Years ago, I was on an overnight Network Migration call for a project, and in between what I needed to offer on the call, I was texting a guy I was getting to know. In what seemed like his desire to rise up as my knight in shining armour, he offered to bring me a cup of coffee from Starbucks. I was so friggin smitten that I totally missed the fact that my acceptance gave him the false hope of scoring a little more than just brownie points.
I entertained him for a short time after he arrived but noticed he was starting to get comfortable. Finally…I started reading the signals loud and clear. I needed to get this horny toad out of my house.
We wrapped up our conversation, I thanked him for bringing me coffee and let him know I needed to get back to my call. He positioned himself for a hug so I obliged, but what I wasn’t expecting was the slight forward shift of his hips (aka the pelvic thrust) as he hugged me.
Because I have absolutely no sense, I pulled away from him and said, “Did you just give me a pelvic thrust hug?” He froze and then tried to laugh it off.
Perhaps I’ve been pelvic thrusted before but just never noticed it (lol). However, that evening, it felt blatant, disrespectful and desperate. It was as if that was his last ditch effort to try to entice me.

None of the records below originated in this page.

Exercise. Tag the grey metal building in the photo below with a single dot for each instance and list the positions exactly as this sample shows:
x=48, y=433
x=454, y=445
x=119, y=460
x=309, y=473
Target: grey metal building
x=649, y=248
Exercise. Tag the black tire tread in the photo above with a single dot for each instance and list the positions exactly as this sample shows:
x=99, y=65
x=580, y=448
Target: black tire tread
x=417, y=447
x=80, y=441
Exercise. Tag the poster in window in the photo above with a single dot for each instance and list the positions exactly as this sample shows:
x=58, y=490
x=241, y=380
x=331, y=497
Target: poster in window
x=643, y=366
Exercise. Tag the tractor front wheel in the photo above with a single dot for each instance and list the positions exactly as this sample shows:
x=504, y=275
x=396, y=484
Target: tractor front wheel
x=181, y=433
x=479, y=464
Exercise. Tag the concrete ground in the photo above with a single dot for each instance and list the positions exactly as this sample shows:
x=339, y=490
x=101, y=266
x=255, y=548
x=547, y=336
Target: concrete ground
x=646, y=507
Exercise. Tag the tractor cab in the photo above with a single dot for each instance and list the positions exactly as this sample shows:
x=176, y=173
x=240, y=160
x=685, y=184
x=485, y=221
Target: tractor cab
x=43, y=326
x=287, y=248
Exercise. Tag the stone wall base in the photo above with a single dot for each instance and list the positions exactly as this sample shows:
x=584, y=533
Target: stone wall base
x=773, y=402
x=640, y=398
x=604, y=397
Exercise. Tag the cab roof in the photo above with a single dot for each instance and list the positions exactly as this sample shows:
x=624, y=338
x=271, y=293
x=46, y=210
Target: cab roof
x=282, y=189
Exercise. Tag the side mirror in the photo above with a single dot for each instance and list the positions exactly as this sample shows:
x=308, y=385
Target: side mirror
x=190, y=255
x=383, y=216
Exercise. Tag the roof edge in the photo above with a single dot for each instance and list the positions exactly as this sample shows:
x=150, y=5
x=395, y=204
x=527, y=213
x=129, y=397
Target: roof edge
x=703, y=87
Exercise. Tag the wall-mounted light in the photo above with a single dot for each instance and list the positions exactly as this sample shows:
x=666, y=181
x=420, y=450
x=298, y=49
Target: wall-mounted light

Once I thought about it, I realized I couldn’t really be mad at him though because I was the one who sent the mixed signal. It was late, and I invited him over. Typically that is an indication that all signals are “a go.” And given that we hadn’t yet established a firm foundation, my openness was misinterpreted.
This incident helped me to realize the necessity of establishing appropriate boundaries, not only to honor myself and my values, but also to honor the man I am getting to know. So, it may not be the case that house calls are completely out. It just makes more sense to be strategic in how this is done.
5 Strategies for Establishing and Maintaining Boundaries:
- Pray– Acknowledge desire for God to be central to all interactions. Confess motives and surrender those that are self-seeking or rooted in fear. Ask God to guard both of your hearts.
- Value Alignment– Ensure values and goals are aligned. Talk through ways to guard and protect one another’s purity
- Love as Brother and Sister– View the other person as your brother or sister in Christ. Choose to engage in a manner that is honoring to both them and God.
- Accountability– Let someone know you are having company and have them call at a certain time to ensure your company gone.
- Mind Physical Boundaries– Refrain from spending extended periods of time at one another’s homes. Steer clear of bedrooms (or any comfortable horizontal surfaces for that matter).
These strategies work if you are intentional and employ them. I have discovered though, some very real challenges arise when I’ve tried to get creative or find loopholes. I’ve found myself daring to see how close I can get to the edge of the cliff without actually falling off. This is never a wise approach to take. If you’re hard-headed like I am, you may have ventured too far once or a few dozen times. Fret not! Confess it, learn from it, and move on.
Oh, and as for avoiding the pelvic thrust hug…I am getting more in the habit of giving men side hugs. This keeps things safe for both parties involved.